Learners who did more questions experienced correspondingly larger increases in mastery on the system. This pattern was robust across schools of all support types (including unsupported schools) as well as across years (data from 2020, despite being impacted by COVID-19 shows a nearly identical trend to that of 2019).


Learners in the project who achieve at least 50% mastery on Siyavula’s platform receive certificates as recognition, and we give learners small monthly prizes based on their positions on their class leaderboards. Learners in the project also take part in our national #HeadSTARt and #1MillionMaths challenges, which offer rewards and recognition for mastery on our platform.


Over the four years the project has seen substantial growth.

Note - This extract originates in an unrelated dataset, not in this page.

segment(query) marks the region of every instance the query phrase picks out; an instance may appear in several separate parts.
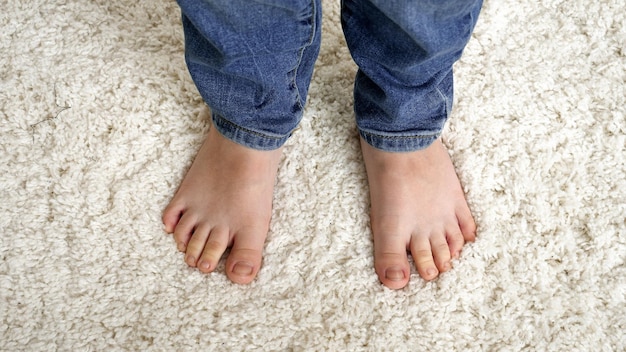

Between January and August of 2022 the project supported 114,000 high school students and 3,400 teachers representing 830 Gauteng schools used the adaptive practice software. In the same period Siyavula delivered and marked more than 12,000,000 online mathematics and science questions for Gauteng students to support their learning.


Using Siyavula’s Digital Mathematics and Science platform: A story of hope


Nestled in the bustling township of Mamelodi, north-east of Pretoria, is Stanza Bopape Secondary School. This is one of 113 schools that was selected by the Gauteng Department of Education (GDE) to benefit from Siyavula’s digital Mathematics and Science Practice project, in partnership with the Michael & Susan Dell Foundation.


Like so many township schools, Stanza Bopape Secondary School does not have sophisticated infrastructure. However, the school is blessed with dedicated teachers who look beyond the immediate limitations and make a plan with what they have.


When the project was launched, teachers were trained on how to integrate Siyavula’s digital platform into teaching and learning. The fruits of this labour were not immediately obvious. However, during the COVID-19 pandemic, the teachers quickly realised they would have to adapt their way of teaching, and that they needed a new way of interacting with learners. Led by the HOD for Mathematics, Mrs Thandeka Ngwenya, teachers started using Siyavula’s assignment-setting feature to send homework to learners. They also assigned work from Siyavula’s question bank to test how well learners had understood the content they had been taught.

In response to COVID-19, strict lockdown measures and rotational attendance meant that teachers did not have any face-to-face contact with their learners, but Siyavula enabled them to continue teaching and sending work to learners.


Now that learners are back at school full-time, teachers have continued using Siyavula because they see a measurable improvement between learners practising questions using the Siyavula platform and their performance in class. “Some learners were failing Mathematics and Science before using Siyavula. With consistent practice, some of them have increased their results dramatically” says Mrs Ngwenya.